Feeding wild animals is never a good idea for backpackers and campers; not only is the practice often unhealthy for the animals from a nutritive standpoint, but it tends to promote tense confrontations. Bears, catholic in their diet and enormously powerful, can become dangerous if they associate human beings with low-effort meals. Backpackers, who more than any other outdoor recreationists may be penetrating remote, heavily-used bear country, should never feed ursids --- and that means not only withholding scraps from begging animals but also keeping a clean camp and securing stored supplies.
Bears are rigorously omnivorous --- most species will munch on anything from pine nuts and grubs to big ungulates and carrion. Grizzly and black bears construct their active season --- most retreat to dens for the winter --- around the availability schedule of their favored foods, and are intelligent enough to quickly incorporate a new nutrition source to their wide-ranging rounds. Bears in heavily-used back-country, like parts of the Boundary Waters wilderness in Minnesota, will frequent summer campsites in the expectation of hand-outs or scavenged goods if careless campers have engendered such a tradition.
Bears that do associate campsites with easily acquired food are inevitably going to lose some of their ingrained fear of people. This happens with many species, from squirrels to coyotes --- but when it's a 400-pound-plus bruin with powerful jaws and swiping paws, it's a whole different proposition. According to leading ursine authority Stephen Herrero (author of Bear Attacks: Their Causes and Avoidance), many of the black and grizzly bears implicated in attacks on humans in North America are animals habituated to people because of hand-outs (less common than in the early- and mid-20th century) or scavenging food and garbage from sloppy camps and waste sites.
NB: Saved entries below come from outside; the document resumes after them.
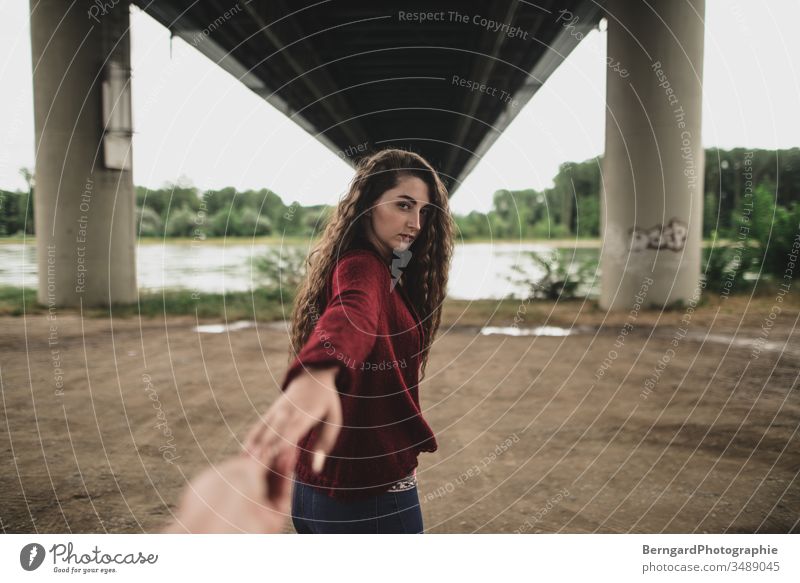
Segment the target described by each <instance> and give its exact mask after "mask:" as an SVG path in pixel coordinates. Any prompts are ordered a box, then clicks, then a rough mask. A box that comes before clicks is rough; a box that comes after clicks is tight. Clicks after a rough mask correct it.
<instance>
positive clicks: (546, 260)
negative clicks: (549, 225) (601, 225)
mask: <svg viewBox="0 0 800 583" xmlns="http://www.w3.org/2000/svg"><path fill="white" fill-rule="evenodd" d="M525 255H527V256H529V257H530V259H532V260H533V262H534V263H535V264H536V265H538V266H539V267H540V268H541V269H542V270H543V271H544V275H542V276H541V277H539V278H537V279H532V278H531V276H530V270H525V269H523V268H522V267H520V266H519V265H512V266H511V269H513V270H514V271H516V272H518V273H520V274H522V276H523V277H522V279H521V280H514V279H513V278H508V279H509V281H512V282H514V283H522V284H524V285H527V286H528V287H529V288H530V292H529V296H528V297H529V299H547V300H558V299H569V298H574V297H578V294H579V293H585V292H588V289H589V288H590V287H591V284H592V283H593V281H594V279H595V277H596V276H595V274H596V271H597V263H596V262H595V260H593V259H590V258H586V259H583V260H578V259H577V257H575V258H574V259H573V257H572V256H570V257H567V255H566V254H565V253H563V252H562V251H561V250H559V249H553V250H552V251H550V252H542V253H537V252H536V251H528V252H526V253H525Z"/></svg>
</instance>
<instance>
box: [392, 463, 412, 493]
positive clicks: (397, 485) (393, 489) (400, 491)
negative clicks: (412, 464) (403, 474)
mask: <svg viewBox="0 0 800 583" xmlns="http://www.w3.org/2000/svg"><path fill="white" fill-rule="evenodd" d="M416 487H417V469H416V468H414V469H413V470H411V473H410V474H409V475H407V476H406V477H405V478H403V479H401V480H397V481H396V482H395V483H394V484H392V485H391V487H390V488H389V489H388V490H387V492H403V491H404V490H410V489H411V488H416Z"/></svg>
Avoiding A Dangerous Precedent
You may place yourself in danger by feeding bears directly or indirectly around your back-country campsite --- but you also threaten those backpackers coming after you, who may encounter such habituated animals. Be respectful of your fellow campers, your environment, and the bears themselves by properly preparing and storing food in the wilds: Try to cook and eat away from your sleeping area, keep a clean wilderness kitchen, and stash food supplies with rope on upper tree branches some distance from your tent.